O povo guarani mbya abriu a Festa Literária Internacional de Paraty de 2021, a Flip, com cerimônia em homenagem à mata atlântica.
"A reza é para que toda a sociedade perceba a importância do respeito com todas as formas de vida", explicou a educadora Cristine Takuá na abertura do evento
"As crianças guaranis seguem rezando todos os dias na opy, a casa de reza, para que esse conhecimento seja passado e conservado, para que nunca deixe de existir."
Ela e a liderança indígena Carlos Papá conduziram a cerimônia, que começou às 16h deste sábado e foi transmitida no YouTube.

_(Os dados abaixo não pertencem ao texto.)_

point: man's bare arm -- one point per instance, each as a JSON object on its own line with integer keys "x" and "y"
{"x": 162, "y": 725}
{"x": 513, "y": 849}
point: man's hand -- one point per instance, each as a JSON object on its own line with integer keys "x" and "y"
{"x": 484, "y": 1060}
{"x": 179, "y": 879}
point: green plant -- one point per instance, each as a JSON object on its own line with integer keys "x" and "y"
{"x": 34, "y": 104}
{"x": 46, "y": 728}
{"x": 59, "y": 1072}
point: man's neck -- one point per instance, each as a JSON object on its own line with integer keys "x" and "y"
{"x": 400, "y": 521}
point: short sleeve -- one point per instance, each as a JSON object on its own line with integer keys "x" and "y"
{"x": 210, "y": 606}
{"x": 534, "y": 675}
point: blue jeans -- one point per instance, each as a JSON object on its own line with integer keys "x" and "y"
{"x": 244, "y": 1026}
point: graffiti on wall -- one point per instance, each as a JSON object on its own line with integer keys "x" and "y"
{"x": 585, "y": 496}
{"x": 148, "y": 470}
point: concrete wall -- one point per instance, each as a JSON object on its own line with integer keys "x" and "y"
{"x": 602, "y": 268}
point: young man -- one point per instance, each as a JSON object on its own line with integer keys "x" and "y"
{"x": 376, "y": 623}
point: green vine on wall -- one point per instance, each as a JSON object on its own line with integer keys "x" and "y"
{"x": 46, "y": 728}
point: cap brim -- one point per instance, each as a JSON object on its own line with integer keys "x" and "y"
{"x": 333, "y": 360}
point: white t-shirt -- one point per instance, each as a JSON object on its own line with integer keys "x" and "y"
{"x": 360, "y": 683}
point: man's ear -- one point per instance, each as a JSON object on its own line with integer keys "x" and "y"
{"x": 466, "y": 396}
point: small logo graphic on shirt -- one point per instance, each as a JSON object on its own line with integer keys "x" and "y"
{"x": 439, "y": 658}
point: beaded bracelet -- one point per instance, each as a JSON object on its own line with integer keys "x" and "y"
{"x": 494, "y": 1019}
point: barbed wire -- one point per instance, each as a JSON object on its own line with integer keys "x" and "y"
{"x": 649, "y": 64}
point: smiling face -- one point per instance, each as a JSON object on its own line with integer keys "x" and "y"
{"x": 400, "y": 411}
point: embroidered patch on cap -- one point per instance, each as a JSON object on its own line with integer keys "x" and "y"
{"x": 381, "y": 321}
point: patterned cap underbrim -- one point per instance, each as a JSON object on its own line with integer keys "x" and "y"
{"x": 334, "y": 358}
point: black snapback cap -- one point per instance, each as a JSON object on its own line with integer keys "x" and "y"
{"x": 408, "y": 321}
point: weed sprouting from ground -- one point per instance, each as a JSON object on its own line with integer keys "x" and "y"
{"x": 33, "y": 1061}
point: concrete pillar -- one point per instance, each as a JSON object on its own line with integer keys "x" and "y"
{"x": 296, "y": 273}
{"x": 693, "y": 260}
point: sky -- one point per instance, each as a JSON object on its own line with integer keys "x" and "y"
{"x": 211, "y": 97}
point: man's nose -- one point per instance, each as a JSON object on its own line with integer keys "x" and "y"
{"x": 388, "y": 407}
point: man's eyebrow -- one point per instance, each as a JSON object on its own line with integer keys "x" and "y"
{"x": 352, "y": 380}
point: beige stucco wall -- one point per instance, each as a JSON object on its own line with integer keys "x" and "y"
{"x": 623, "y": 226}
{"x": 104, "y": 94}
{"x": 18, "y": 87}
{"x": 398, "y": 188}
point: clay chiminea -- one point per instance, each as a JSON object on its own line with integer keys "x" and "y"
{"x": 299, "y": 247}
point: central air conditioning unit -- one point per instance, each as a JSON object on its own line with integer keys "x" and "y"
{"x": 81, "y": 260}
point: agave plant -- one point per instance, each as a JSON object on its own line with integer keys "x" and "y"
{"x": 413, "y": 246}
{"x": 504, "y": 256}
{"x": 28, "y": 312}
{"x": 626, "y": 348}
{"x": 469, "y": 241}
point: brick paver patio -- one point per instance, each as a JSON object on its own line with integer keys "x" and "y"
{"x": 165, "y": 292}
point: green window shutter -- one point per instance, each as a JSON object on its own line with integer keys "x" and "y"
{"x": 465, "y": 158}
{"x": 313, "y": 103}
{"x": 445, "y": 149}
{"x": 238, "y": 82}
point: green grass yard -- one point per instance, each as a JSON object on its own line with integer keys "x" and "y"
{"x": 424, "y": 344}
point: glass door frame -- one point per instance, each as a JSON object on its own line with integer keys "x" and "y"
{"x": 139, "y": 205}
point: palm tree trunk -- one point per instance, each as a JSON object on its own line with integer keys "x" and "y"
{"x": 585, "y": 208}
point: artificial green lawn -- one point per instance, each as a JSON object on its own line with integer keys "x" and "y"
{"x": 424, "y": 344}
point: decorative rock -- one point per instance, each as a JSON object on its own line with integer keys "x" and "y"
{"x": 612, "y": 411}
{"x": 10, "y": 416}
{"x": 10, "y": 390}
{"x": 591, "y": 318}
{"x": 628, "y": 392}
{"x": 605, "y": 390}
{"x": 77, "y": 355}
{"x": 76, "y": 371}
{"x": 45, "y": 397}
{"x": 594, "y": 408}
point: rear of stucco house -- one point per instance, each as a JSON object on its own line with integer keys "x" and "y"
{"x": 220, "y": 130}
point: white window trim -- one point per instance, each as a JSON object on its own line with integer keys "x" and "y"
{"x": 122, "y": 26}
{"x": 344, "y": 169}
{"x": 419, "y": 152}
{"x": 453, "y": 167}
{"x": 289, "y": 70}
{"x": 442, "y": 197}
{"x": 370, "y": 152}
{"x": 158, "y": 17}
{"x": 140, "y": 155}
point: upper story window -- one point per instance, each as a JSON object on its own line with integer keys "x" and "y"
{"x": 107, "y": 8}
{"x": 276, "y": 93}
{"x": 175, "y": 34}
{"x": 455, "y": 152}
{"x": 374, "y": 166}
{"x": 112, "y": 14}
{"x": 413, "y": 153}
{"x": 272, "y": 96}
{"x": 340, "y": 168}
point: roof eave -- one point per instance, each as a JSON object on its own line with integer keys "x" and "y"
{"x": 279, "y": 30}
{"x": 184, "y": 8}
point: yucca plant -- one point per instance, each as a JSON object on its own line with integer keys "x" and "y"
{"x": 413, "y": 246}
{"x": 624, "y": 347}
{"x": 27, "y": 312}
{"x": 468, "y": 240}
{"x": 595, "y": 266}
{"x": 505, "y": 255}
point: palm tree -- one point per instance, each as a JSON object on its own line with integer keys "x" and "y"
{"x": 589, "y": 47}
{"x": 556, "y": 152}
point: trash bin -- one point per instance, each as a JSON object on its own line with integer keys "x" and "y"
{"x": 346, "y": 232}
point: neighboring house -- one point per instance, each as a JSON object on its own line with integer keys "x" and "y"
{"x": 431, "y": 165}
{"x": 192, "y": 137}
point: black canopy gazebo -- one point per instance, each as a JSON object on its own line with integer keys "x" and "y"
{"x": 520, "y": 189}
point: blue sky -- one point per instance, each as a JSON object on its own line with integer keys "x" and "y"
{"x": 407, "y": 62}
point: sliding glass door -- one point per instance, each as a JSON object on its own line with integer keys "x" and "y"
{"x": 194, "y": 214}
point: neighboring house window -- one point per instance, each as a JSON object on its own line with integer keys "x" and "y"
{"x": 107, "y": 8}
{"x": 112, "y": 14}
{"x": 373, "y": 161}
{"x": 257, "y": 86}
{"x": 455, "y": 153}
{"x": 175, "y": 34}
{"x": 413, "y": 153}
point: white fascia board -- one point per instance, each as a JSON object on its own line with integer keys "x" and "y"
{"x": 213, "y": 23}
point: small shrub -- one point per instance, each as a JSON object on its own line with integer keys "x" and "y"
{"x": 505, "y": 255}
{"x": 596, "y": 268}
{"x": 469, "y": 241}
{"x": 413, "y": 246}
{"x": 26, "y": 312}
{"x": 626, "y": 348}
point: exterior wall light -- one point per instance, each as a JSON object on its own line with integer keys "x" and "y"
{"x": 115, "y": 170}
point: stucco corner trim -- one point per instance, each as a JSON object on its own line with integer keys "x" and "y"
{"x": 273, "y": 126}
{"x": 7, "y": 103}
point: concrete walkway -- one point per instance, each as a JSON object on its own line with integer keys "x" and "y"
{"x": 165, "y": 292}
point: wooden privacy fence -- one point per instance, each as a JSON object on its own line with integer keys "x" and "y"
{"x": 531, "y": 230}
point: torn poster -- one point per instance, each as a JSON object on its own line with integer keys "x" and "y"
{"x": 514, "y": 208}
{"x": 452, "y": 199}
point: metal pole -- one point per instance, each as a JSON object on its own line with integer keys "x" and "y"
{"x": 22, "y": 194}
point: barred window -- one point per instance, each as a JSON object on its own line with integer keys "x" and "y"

A festa trouxe ao centro o conceito de "Nhe’éry", termo que significa "onde as almas se banham" e é usado pelo povo guarani para designar a mata atlântica, bioma em meio ao qual está a cidade de Paraty.
Um coral com crianças entoou os cantos na praça da Matriz, onde havia aldeias indígenas antes da fundação da cidade.
"Paraty está no centro de Nhe’éry, temos uma floresta preservada. E são esses valores têm que ser resgatados", afirmou Mauro Munhoz, diretor artístico da festa, que também participou da abertura.
Após a cerimônia, Carlos Papá explicou que os guaranis cantaram para trazer força para o meio onde estão e para que as pessoas conheçam e passem a defender a mata atlântica.
"Estamos aqui em busca de uma vida melhor não somente para humanos, mas para os seres vivos que pertencem o Nhe’éry, a mata atlântica, onde tem insetos, pássaros, animais, água", afirmou ele.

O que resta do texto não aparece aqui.